The original cultural studies reader, this essay collection is widely used for its provocative readings and images on relevant cultural issues and for its outstanding pedagogy. Written by two respected composition theorists, Reading Culture truly makes use of cultural studies methods—from analyzing texts and historical documents to conducting fieldwork and mini-ethnographies. The first cultural studies reader to also address visual literacy, the text includes more than 100 images of posters, advertisements, photos, and art to accompany and illustrate the readings or as "Visual Essays" and "Visual Culture" segments that stand on their own. The fifth edition enhances that coverage with an appealing new four-color format and full-color art throughout the text. Helping students gain the necessary critical thinking skills to observe and analyze cultural phenomena, the opening chapter introduces reading and writing strategies and features a case study—new to this edition—that shows students how to "read" culture. Always up-to-date, this edition represents a significant revision with several new readings, themes, and visual images.

Features

  • Readings touch on timely, noteworthy cultural issues: teenage violence and youth culture; fashion, advertising, and body image issues; public space and the land of shopping malls; the overworked and underpaid American worker, and rethinking historical icons and heroes.
  • "Visual Culture" segments and "Visual Essays" present examples of commercial and public service ads, film stills, photos, public health messages, and signs in public places along with strategies for interpreting these images.
  • Superior pedagogy includes contextual headnotes, suggestions for reading, writing and discussion—often in small groups—for each selection.
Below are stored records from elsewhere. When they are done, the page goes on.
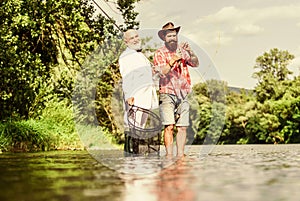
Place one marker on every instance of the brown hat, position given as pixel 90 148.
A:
pixel 169 26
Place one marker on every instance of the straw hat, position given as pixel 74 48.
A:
pixel 167 27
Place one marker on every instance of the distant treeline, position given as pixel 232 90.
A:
pixel 48 77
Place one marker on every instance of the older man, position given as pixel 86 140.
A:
pixel 172 60
pixel 137 79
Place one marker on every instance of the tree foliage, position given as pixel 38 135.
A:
pixel 36 35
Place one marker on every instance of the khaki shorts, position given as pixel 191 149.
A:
pixel 173 111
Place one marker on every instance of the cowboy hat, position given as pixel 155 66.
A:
pixel 169 26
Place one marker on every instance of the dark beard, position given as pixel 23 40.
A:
pixel 172 45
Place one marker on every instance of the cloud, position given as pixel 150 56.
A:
pixel 248 29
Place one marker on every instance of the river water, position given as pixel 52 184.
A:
pixel 228 172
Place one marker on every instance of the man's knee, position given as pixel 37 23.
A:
pixel 169 128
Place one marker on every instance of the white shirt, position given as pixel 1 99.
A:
pixel 137 82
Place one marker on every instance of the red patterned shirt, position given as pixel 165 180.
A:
pixel 177 81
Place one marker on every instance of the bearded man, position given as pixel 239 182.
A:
pixel 172 61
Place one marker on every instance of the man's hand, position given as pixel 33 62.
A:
pixel 174 59
pixel 130 101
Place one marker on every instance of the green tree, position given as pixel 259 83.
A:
pixel 36 35
pixel 271 73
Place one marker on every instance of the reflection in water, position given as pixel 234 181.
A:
pixel 233 173
pixel 174 184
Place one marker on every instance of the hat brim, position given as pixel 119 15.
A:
pixel 161 33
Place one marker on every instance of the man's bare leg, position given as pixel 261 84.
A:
pixel 168 139
pixel 180 141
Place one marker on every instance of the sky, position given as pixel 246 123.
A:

  • "Mining the Archives" activities send students to historical archives, museums, and special collections to examine old newspapers, comic strips, government documents, and textbooks.
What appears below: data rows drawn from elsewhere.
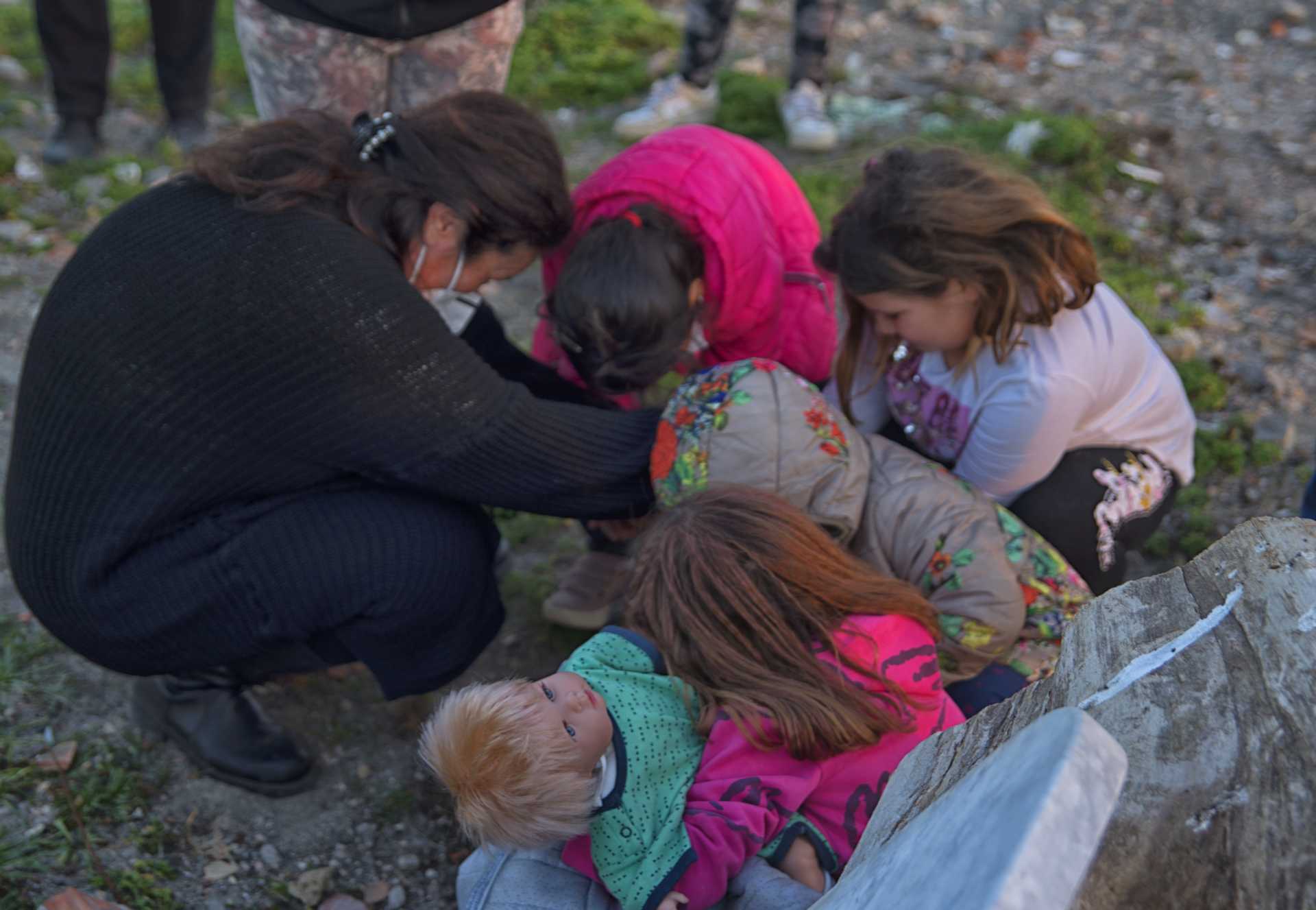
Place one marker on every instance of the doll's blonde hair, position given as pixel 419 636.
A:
pixel 513 782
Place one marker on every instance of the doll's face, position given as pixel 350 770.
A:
pixel 570 708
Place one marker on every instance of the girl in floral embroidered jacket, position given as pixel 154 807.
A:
pixel 1003 595
pixel 979 333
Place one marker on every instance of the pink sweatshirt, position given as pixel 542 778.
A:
pixel 745 801
pixel 765 297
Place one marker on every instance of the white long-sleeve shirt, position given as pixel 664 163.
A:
pixel 1094 379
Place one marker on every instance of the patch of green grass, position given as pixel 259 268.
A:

  • "Fieldwork" sections ask students to do primary research via interviews, participant observation, questionnaires, and oral histories, and other forms of site-research.
  • "Checking Out the Web" assignments encourage students to use the Internet for further research.
New to This Edition
  • Now featuring a striking new four-color design, this edition adds "Visual Culture" and "Visual Essays" segments; numerous new assignments ask students to create their own visual compositions.
  • Fifty-five new pieces are featured in this revision, including Arlie Russell Hochschild, Barbara Kantrowitz, Keith Naughton, Richard Porch, Judith Williamson, Naomi Klein, Tibor Kalman, Murphy Davis, Patricia A. Turner, Michael Chabon, and Chinua Achebe.
  • An all new Chapter 1, "Reading the News," shows students how to "read" culture by presenting a short case study on the news media and its coverage of the September 11th attacks (formerly daytime talk shows).
  • Most chapters now feature a "Classic Reading" written by one of the enduring voices in the study of culture, such as James Agee, Roland Barthes, Margaret Mead, Jane Jacobs, Robert Warshow, W.E.B. DuBois, and Allen Ginsberg.
  • A new Chapter 10, "Living in a Postcolonial World," examines America from a global perspective and includes a new case study, "The Politics of World English," which considers the prevalence of English in the world community. (Formerly "Multicultural America.")
  • "Perspectives" paired readings in every chapter offer differing views on several new controversial topics, including school vouchers, sweatshop economies, designer brands, and "Ground Zero: Commerce and Commemoration."